Sunday, June 5th, marks the 30th anniversary of the CDC first reporting the illness that would be later named AIDS. I moved to SF in the early 90’s when the epidemic still had a very obvious face here. Every week the Bay Area Reporter had pages of obituaries for those who had died the week before, mostly of AIDS. Those who were here before me report of a terrible time of loss and confusion. SF was an epi-center of the disease and those who were in one of the centers report losing numbers of friends that are just unimagineable.

In addition, there was a huge fight against a government that for years refused to say the disease’s name or allot resources towards finding a cure. The worst years of the epidemic were in a time when believing in gay marriage would have been thought to have been a sign of a hallucination. Gay people were even more routinely persecuted by the public and often times rejected by their families of origin. The community became central as it fulfulled the roles of family.

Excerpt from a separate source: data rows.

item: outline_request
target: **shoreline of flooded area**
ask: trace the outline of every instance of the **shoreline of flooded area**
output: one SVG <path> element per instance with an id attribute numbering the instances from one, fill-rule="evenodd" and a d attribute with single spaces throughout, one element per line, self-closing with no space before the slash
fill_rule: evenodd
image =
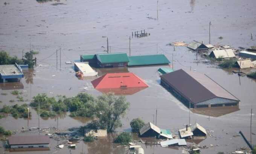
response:
<path id="1" fill-rule="evenodd" d="M 20 82 L 0 83 L 0 93 L 7 94 L 0 95 L 0 100 L 2 102 L 0 108 L 4 105 L 29 103 L 38 93 L 46 93 L 50 97 L 60 95 L 71 97 L 80 92 L 87 93 L 95 97 L 101 95 L 91 83 L 97 77 L 79 80 L 75 76 L 73 64 L 66 64 L 65 62 L 79 61 L 81 54 L 106 53 L 107 39 L 103 36 L 108 37 L 111 53 L 125 52 L 128 54 L 129 37 L 131 32 L 145 29 L 150 36 L 132 38 L 132 55 L 157 54 L 158 44 L 158 53 L 166 56 L 175 70 L 189 70 L 191 67 L 192 70 L 210 76 L 241 100 L 238 109 L 218 111 L 219 114 L 223 115 L 221 116 L 215 116 L 216 113 L 213 113 L 209 117 L 207 114 L 209 113 L 206 113 L 208 111 L 204 109 L 200 111 L 206 114 L 191 112 L 192 124 L 198 123 L 207 131 L 213 131 L 212 137 L 208 136 L 199 144 L 208 147 L 212 144 L 214 147 L 202 149 L 202 153 L 231 153 L 242 147 L 247 147 L 242 138 L 233 135 L 241 130 L 249 139 L 252 107 L 252 132 L 256 133 L 256 127 L 253 126 L 256 123 L 254 114 L 256 105 L 254 103 L 256 99 L 255 80 L 239 76 L 210 64 L 198 62 L 196 54 L 186 47 L 177 46 L 173 51 L 172 46 L 166 45 L 175 41 L 189 43 L 193 40 L 208 42 L 210 21 L 211 44 L 228 44 L 234 48 L 255 45 L 254 40 L 251 40 L 250 36 L 256 30 L 253 26 L 256 22 L 256 12 L 253 11 L 256 5 L 254 1 L 247 0 L 242 3 L 231 0 L 159 1 L 158 20 L 156 18 L 156 2 L 153 0 L 79 0 L 74 2 L 61 0 L 38 3 L 36 0 L 27 0 L 8 2 L 9 4 L 6 5 L 3 2 L 0 4 L 0 50 L 6 51 L 20 58 L 22 57 L 23 50 L 26 51 L 30 49 L 39 53 L 35 55 L 38 65 L 25 72 Z M 52 5 L 55 3 L 65 5 Z M 221 40 L 218 38 L 221 36 L 223 37 Z M 255 39 L 256 36 L 253 36 Z M 56 68 L 55 53 L 59 48 L 61 48 L 61 70 L 59 59 Z M 173 63 L 171 61 L 173 55 Z M 132 95 L 126 96 L 130 103 L 130 107 L 127 114 L 122 118 L 123 126 L 117 132 L 130 131 L 130 123 L 134 118 L 140 117 L 146 123 L 153 122 L 156 109 L 157 126 L 160 128 L 169 129 L 177 133 L 179 129 L 188 123 L 189 109 L 160 84 L 157 69 L 166 67 L 96 69 L 100 75 L 107 73 L 131 72 L 149 85 Z M 21 96 L 25 102 L 17 101 L 17 96 L 11 94 L 14 90 L 22 92 Z M 14 102 L 10 102 L 12 100 Z M 32 117 L 29 127 L 37 127 L 37 111 L 32 109 L 30 111 Z M 79 127 L 88 121 L 85 118 L 71 117 L 67 113 L 58 118 L 59 129 Z M 56 118 L 40 119 L 42 128 L 56 127 Z M 27 126 L 27 120 L 16 119 L 8 116 L 0 119 L 0 124 L 7 130 L 14 130 Z M 252 140 L 253 144 L 256 143 L 255 135 L 252 135 Z M 57 141 L 51 142 L 53 145 L 58 144 Z M 56 150 L 55 147 L 51 147 L 49 153 L 57 151 L 56 153 L 70 153 L 68 149 Z M 112 149 L 114 147 L 109 141 L 98 141 L 89 144 L 81 142 L 78 148 L 72 151 L 72 153 L 102 153 L 108 149 L 109 153 L 125 152 L 125 149 Z M 159 145 L 142 144 L 142 147 L 145 153 L 179 154 L 183 151 L 182 148 L 177 150 L 162 148 Z M 11 153 L 4 150 L 4 148 L 0 148 L 1 153 Z M 16 153 L 42 153 L 40 151 Z"/>

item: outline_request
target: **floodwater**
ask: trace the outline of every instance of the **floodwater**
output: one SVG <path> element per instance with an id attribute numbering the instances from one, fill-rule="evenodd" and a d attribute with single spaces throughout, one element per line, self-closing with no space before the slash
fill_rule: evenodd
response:
<path id="1" fill-rule="evenodd" d="M 0 50 L 20 58 L 23 50 L 25 52 L 30 49 L 38 51 L 39 54 L 36 57 L 38 66 L 24 73 L 24 77 L 20 83 L 0 84 L 0 93 L 8 94 L 0 95 L 3 102 L 0 107 L 5 104 L 29 103 L 33 96 L 40 93 L 46 93 L 50 96 L 62 95 L 71 97 L 81 92 L 95 96 L 101 94 L 93 88 L 90 82 L 96 77 L 78 80 L 72 66 L 66 64 L 65 62 L 79 61 L 80 54 L 105 52 L 105 36 L 108 38 L 111 52 L 129 54 L 129 37 L 132 32 L 145 29 L 150 36 L 131 39 L 131 55 L 156 54 L 158 44 L 158 53 L 165 54 L 170 61 L 173 54 L 175 70 L 189 69 L 191 66 L 194 71 L 207 74 L 241 101 L 239 109 L 231 112 L 228 109 L 221 113 L 222 116 L 210 115 L 209 117 L 203 114 L 191 113 L 191 123 L 197 122 L 208 131 L 214 131 L 211 133 L 212 137 L 209 136 L 199 143 L 208 147 L 210 144 L 214 145 L 202 150 L 202 153 L 231 152 L 241 147 L 246 147 L 241 137 L 234 137 L 233 135 L 241 130 L 250 140 L 252 107 L 252 132 L 256 132 L 255 80 L 239 77 L 209 64 L 197 62 L 195 53 L 188 51 L 186 47 L 177 47 L 174 51 L 173 47 L 166 45 L 171 42 L 183 41 L 187 43 L 193 40 L 208 42 L 210 21 L 212 24 L 211 44 L 226 44 L 235 48 L 255 45 L 255 40 L 250 39 L 251 33 L 254 33 L 254 39 L 256 38 L 255 0 L 159 1 L 158 20 L 156 19 L 155 0 L 60 0 L 38 3 L 35 0 L 10 0 L 5 5 L 4 1 L 0 2 Z M 63 4 L 51 5 L 55 3 Z M 223 37 L 222 39 L 218 39 L 220 36 Z M 59 48 L 60 69 L 60 52 L 58 51 L 57 68 L 55 53 Z M 157 108 L 157 125 L 160 128 L 170 129 L 174 134 L 177 134 L 179 129 L 189 123 L 188 109 L 159 85 L 157 72 L 159 67 L 155 66 L 99 69 L 101 75 L 116 71 L 132 72 L 144 79 L 149 85 L 133 95 L 126 96 L 131 105 L 127 115 L 122 119 L 123 126 L 117 131 L 130 131 L 130 122 L 135 118 L 140 117 L 146 122 L 155 123 L 154 117 L 155 118 Z M 22 92 L 22 96 L 27 102 L 17 102 L 16 96 L 11 93 L 13 89 Z M 10 102 L 11 100 L 15 102 Z M 29 121 L 29 127 L 37 127 L 37 112 L 31 110 L 32 117 Z M 58 120 L 56 118 L 40 118 L 40 127 L 56 127 L 58 121 L 59 129 L 66 129 L 82 126 L 88 120 L 71 118 L 68 114 L 62 115 Z M 26 127 L 27 120 L 15 119 L 8 116 L 0 119 L 0 124 L 6 129 L 15 130 Z M 256 143 L 255 135 L 252 135 L 252 139 L 253 144 Z M 112 141 L 99 140 L 90 144 L 81 142 L 75 150 L 72 150 L 72 153 L 125 153 L 126 150 L 123 148 L 114 148 L 116 145 L 112 144 Z M 50 151 L 47 153 L 56 151 L 58 151 L 56 153 L 70 153 L 67 148 L 55 149 L 57 141 L 51 142 Z M 142 147 L 146 154 L 180 154 L 182 152 L 181 148 L 177 150 L 177 148 L 161 148 L 159 145 L 145 145 Z M 1 148 L 0 152 L 4 150 Z"/>

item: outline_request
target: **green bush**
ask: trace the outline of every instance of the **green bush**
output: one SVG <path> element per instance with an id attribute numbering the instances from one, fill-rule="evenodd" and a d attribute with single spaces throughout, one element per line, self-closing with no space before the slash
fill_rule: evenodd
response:
<path id="1" fill-rule="evenodd" d="M 254 78 L 256 79 L 256 72 L 255 72 L 250 73 L 247 75 L 247 76 L 250 78 Z"/>
<path id="2" fill-rule="evenodd" d="M 134 133 L 139 133 L 145 125 L 145 123 L 139 118 L 133 119 L 130 123 L 131 131 Z"/>
<path id="3" fill-rule="evenodd" d="M 235 66 L 236 62 L 236 60 L 233 58 L 224 60 L 219 64 L 219 66 L 222 68 L 230 68 Z"/>
<path id="4" fill-rule="evenodd" d="M 130 133 L 123 132 L 117 136 L 114 142 L 123 145 L 128 145 L 129 142 L 131 142 L 132 139 L 133 138 Z"/>

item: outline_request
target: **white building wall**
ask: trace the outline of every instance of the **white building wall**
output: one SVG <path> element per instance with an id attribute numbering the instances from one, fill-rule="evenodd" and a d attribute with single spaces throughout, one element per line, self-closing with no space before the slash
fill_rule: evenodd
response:
<path id="1" fill-rule="evenodd" d="M 49 147 L 49 144 L 27 144 L 24 145 L 11 145 L 11 148 L 21 148 L 21 147 L 23 147 L 22 148 L 32 148 L 33 146 L 33 148 L 38 148 L 40 147 L 39 146 L 43 146 L 44 147 Z"/>

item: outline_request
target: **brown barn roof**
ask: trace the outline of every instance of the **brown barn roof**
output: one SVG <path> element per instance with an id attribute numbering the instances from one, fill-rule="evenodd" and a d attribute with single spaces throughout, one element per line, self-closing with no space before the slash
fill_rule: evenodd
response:
<path id="1" fill-rule="evenodd" d="M 12 136 L 9 138 L 10 145 L 41 144 L 50 143 L 49 137 L 45 135 Z"/>
<path id="2" fill-rule="evenodd" d="M 216 97 L 239 101 L 203 74 L 180 69 L 163 75 L 161 78 L 193 104 Z"/>

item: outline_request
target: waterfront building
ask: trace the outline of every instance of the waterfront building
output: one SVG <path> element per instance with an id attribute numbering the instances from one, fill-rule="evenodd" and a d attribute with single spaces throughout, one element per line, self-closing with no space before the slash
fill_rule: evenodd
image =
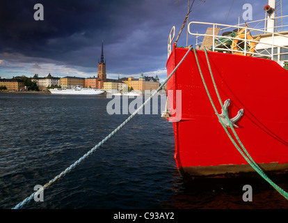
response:
<path id="1" fill-rule="evenodd" d="M 120 80 L 127 84 L 129 89 L 132 87 L 134 90 L 141 91 L 143 93 L 147 90 L 157 90 L 160 86 L 157 75 L 154 78 L 153 77 L 144 76 L 143 73 L 139 78 L 123 77 Z"/>
<path id="2" fill-rule="evenodd" d="M 128 84 L 120 79 L 106 79 L 106 82 L 103 84 L 103 89 L 107 92 L 128 91 Z"/>
<path id="3" fill-rule="evenodd" d="M 67 76 L 60 78 L 60 85 L 63 89 L 71 88 L 76 86 L 85 86 L 85 78 Z"/>
<path id="4" fill-rule="evenodd" d="M 32 82 L 35 82 L 40 91 L 45 91 L 47 87 L 50 87 L 52 85 L 54 86 L 61 86 L 60 77 L 52 77 L 50 73 L 47 77 L 38 77 L 38 75 L 35 75 L 31 78 Z"/>
<path id="5" fill-rule="evenodd" d="M 6 86 L 7 91 L 23 91 L 25 88 L 24 81 L 19 78 L 0 79 L 0 86 Z"/>

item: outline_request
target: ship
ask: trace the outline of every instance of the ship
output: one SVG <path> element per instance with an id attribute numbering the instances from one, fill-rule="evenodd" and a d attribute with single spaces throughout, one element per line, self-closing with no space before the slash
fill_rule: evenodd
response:
<path id="1" fill-rule="evenodd" d="M 103 94 L 105 91 L 101 89 L 94 89 L 90 88 L 81 88 L 80 86 L 76 86 L 72 89 L 49 89 L 52 94 L 60 95 L 95 95 Z"/>
<path id="2" fill-rule="evenodd" d="M 264 20 L 234 26 L 190 22 L 193 49 L 168 35 L 166 118 L 185 180 L 253 175 L 245 151 L 264 172 L 287 172 L 287 16 L 275 0 L 263 7 Z"/>

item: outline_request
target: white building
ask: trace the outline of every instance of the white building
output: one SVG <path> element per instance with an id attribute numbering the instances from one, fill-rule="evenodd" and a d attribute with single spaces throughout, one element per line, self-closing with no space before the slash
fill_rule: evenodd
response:
<path id="1" fill-rule="evenodd" d="M 52 77 L 50 74 L 46 77 L 39 77 L 38 75 L 35 75 L 31 78 L 32 82 L 36 82 L 37 86 L 40 91 L 45 91 L 47 86 L 60 86 L 60 77 Z"/>

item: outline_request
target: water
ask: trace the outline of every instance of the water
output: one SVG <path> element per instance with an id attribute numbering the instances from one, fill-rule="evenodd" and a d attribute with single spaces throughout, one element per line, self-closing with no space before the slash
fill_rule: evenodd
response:
<path id="1" fill-rule="evenodd" d="M 131 99 L 133 100 L 133 99 Z M 109 115 L 105 95 L 0 94 L 0 208 L 11 208 L 74 163 L 128 115 Z M 160 110 L 160 109 L 159 109 Z M 287 208 L 260 177 L 185 184 L 170 123 L 138 115 L 24 208 Z M 287 190 L 287 176 L 275 177 Z M 242 187 L 253 188 L 244 202 Z"/>

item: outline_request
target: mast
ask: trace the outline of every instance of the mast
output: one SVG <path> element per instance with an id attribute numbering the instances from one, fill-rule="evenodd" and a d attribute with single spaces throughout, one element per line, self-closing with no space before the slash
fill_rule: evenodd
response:
<path id="1" fill-rule="evenodd" d="M 269 0 L 268 5 L 264 7 L 264 10 L 268 13 L 266 31 L 273 33 L 275 31 L 275 0 Z"/>

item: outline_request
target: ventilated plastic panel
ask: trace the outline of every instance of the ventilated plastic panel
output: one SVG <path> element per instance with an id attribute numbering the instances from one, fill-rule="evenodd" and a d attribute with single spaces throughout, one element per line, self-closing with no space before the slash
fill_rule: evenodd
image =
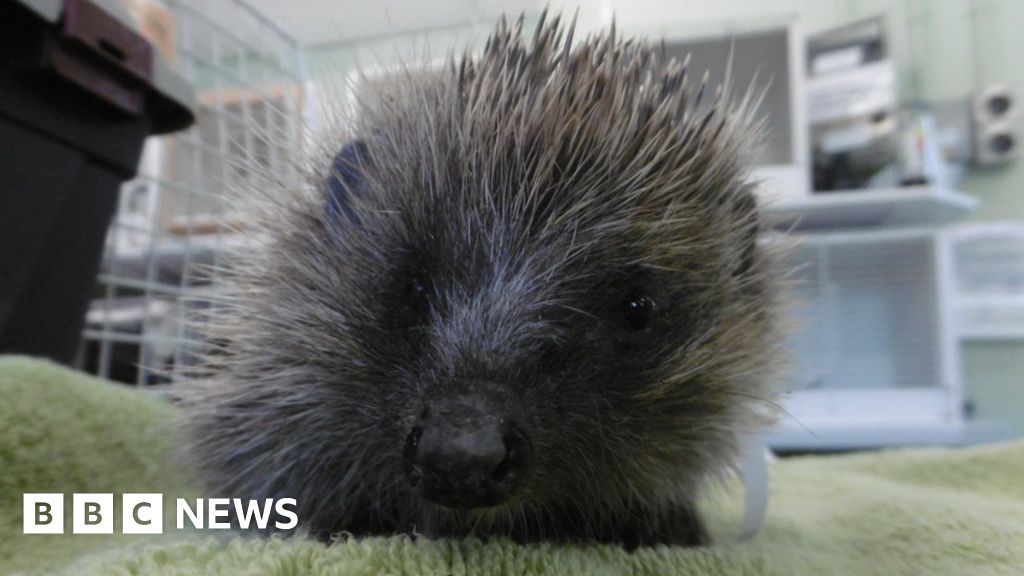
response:
<path id="1" fill-rule="evenodd" d="M 792 258 L 800 271 L 793 389 L 945 385 L 930 235 L 808 237 Z"/>

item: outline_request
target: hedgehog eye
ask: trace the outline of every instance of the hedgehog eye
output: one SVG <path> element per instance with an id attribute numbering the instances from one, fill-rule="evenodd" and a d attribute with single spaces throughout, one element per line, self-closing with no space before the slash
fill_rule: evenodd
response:
<path id="1" fill-rule="evenodd" d="M 634 330 L 643 330 L 650 326 L 654 320 L 656 306 L 654 299 L 647 294 L 634 294 L 630 296 L 624 305 L 623 313 L 626 315 L 626 322 Z"/>
<path id="2" fill-rule="evenodd" d="M 407 298 L 414 312 L 424 312 L 430 304 L 430 281 L 425 276 L 415 276 L 407 287 Z"/>

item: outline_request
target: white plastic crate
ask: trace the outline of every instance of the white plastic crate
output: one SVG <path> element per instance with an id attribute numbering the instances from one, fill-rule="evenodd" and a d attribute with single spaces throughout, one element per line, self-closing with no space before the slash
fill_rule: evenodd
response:
<path id="1" fill-rule="evenodd" d="M 140 28 L 195 87 L 190 129 L 146 141 L 138 176 L 122 188 L 111 223 L 79 367 L 152 384 L 189 364 L 191 296 L 244 224 L 228 195 L 301 184 L 305 67 L 301 47 L 245 0 L 133 0 Z M 241 232 L 240 232 L 241 231 Z"/>

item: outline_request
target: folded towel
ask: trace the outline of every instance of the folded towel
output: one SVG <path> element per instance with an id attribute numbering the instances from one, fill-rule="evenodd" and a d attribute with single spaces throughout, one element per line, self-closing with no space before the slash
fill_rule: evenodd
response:
<path id="1" fill-rule="evenodd" d="M 22 534 L 26 492 L 65 493 L 68 505 L 74 492 L 115 493 L 115 502 L 123 492 L 197 494 L 168 463 L 175 414 L 147 390 L 0 357 L 0 574 L 1024 574 L 1019 442 L 776 462 L 764 530 L 707 548 L 404 536 L 328 545 L 179 532 L 173 510 L 160 536 Z M 712 500 L 713 529 L 735 530 L 736 494 Z"/>

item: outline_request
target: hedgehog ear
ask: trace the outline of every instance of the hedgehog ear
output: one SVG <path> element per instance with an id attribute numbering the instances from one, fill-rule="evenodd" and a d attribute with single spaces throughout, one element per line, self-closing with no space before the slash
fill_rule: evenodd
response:
<path id="1" fill-rule="evenodd" d="M 761 217 L 758 214 L 758 200 L 752 187 L 743 187 L 732 200 L 730 216 L 737 225 L 741 244 L 736 274 L 743 276 L 751 272 L 757 258 L 758 235 L 761 232 Z"/>
<path id="2" fill-rule="evenodd" d="M 346 143 L 334 156 L 326 182 L 327 213 L 331 221 L 358 223 L 352 198 L 359 193 L 369 166 L 370 155 L 362 140 Z"/>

Times have changed in thirty years more then most of us could ever imagine. AIDS is becoming a chronic illness rather then a death sentence. For the first time ever polling is starting to show that the majority of Americans support marriage equality and most people know a LGBT person. However with progress can come complacency, far too many new infections of HIV happen ever year. Younger people don’t have the memories of the generation that passed away before them.

Those that were there and have survived hold the story that continues to need to be told. Because history forgotten, as we know, is doomed to repeat itself.

Please take the time today to remember all those that were lost and all those who still suffer from this illness.